At first glance, a plastic card seems reliable. There is a PIN code, SMS notifications, and the bank is always at hand. But reality shows otherwise — deductions occur every day, owners lose funds, and fraudsters get what they want. Most attacks occur without hacking and viruses. The main activity of scammers occurs at the moment when the user is using the card themselves.
The theft usually happens unnoticed. Card skimming and shimming fraud exploit the basic human trust in technology. While the victim is confident they are simply withdrawing cash or paying for a service, the criminal is already copying their card or recording the PIN.
Shimming inside terminals and ATMs
This scheme involves internal tampering with the device itself. The client inserts a chip card to deposit or withdraw cash. But inside there is a thin board, which is not visible from the outside. It intercepts some of the information during the transfer between the card and the device.
This is called shimming fraud. The scammer cannot steal the chip itself but can obtain enough data to conduct financial transactions on behalf of the owner. This attack is especially effective if outdated software is used in the terminal.

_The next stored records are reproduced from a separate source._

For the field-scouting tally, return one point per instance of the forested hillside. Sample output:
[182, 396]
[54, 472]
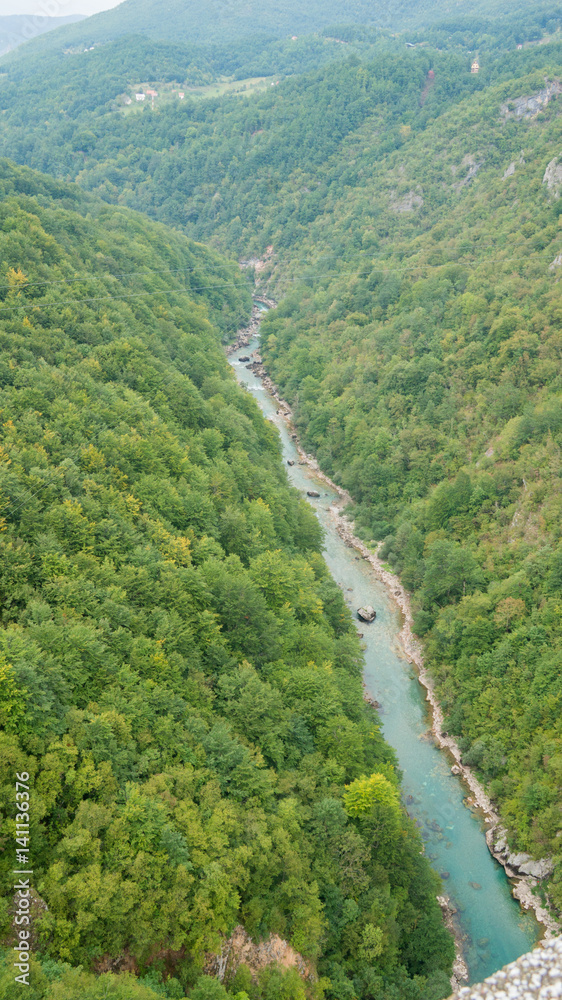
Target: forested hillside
[416, 239]
[180, 675]
[427, 381]
[193, 715]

The danger is that the terminal looks completely normal. It doesn't slow down, doesn't produce errors, and the card is returned without issues. This is why many users do not suspect that a leak has occurred. The bank may also not detect the threat immediately.
Skimming: a three-step attack
The scheme looks simple enough. The victim approaches the ATM, inserts the card, enters the PIN, and leaves. The transaction is successful, money is received. But a day or a week later, funds disappear from the card, even though it was not lost or handed to others. The reason — data copying.
In card skimming, scammers first install an overlay on the ATM that reads data from the magnetic stripe. Sometimes a small camera is placed nearby to record which numbers are entered. The second stage — using the obtained information to create a copy of the card. And finally, the theft of funds begins. Old ATMs, where the magnetic stripe reading function is not disabled, are especially dangerous.
Main user mistakes
Fraudsters use what helps them best — the victim's carelessness. In most cases, the attack becomes successful not because the technology is too complex, but because the user made a number of mistakes. The most common mistakes are:
- trusting any terminal, regardless of its appearance and location;
- inattention when entering the PIN code — especially when the keyboard is at a strange angle and visually differs from the usual one;
- disabled bank notifications about deductions;
- using one card for all types of transactions: from purchases to cash withdrawals;
- refusal of limits on financial transactions.
If the user does not monitor transactions, does not notice where and how they use the card, the security of funds is minimized. Even bank support is not always able to help. Especially if proving the fact of external interference is impossible.
The importance of the PIN code and security measures
In most cases, the target is not the card, but the code. To access the money, data from the magnetic stripe or chip is not enough — the PIN code is needed. And for this, cameras, overlays, and fake keyboards are used. To know how to protect the PIN code it is enough to remember a number of basic rules.
An obvious but important recommendation is to use only a trusted device. In addition, it is recommended to use terminals in large shopping centers or stores where video surveillance is conducted by a security system. In such places, criminals rarely manage to carry out these schemes due to constant monitoring and a large number of people around. In the case of ATMs — it is best to use those located on the bank's premises.
It is not superfluous to change the PIN code at least once every few months. This is especially important after trips to other countries or when receiving suspicious bank notifications. If the PIN remains protected, even if other data is stolen, the chances that fraudsters will get the money are reduced.
To provide additional protection for bank cards, it is necessary to understand at what stage a leak is possible and how to act at this moment. For reliable protection, the sequence of actions that develop into a habit is important.
Before inserting a card into a terminal or ATM, it is important to visually inspect the device. That means paying attention to protruding elements, unnatural details, and wobbly parts. During use, it is advisable to always cover the keyboard with your hand, even if it seems that no one is nearby. And immediately after finishing with the device, it is necessary to monitor notifications, check the balance, and at the slightest suspicion of fraudulent activity — block the card through the app or contact the bank directly.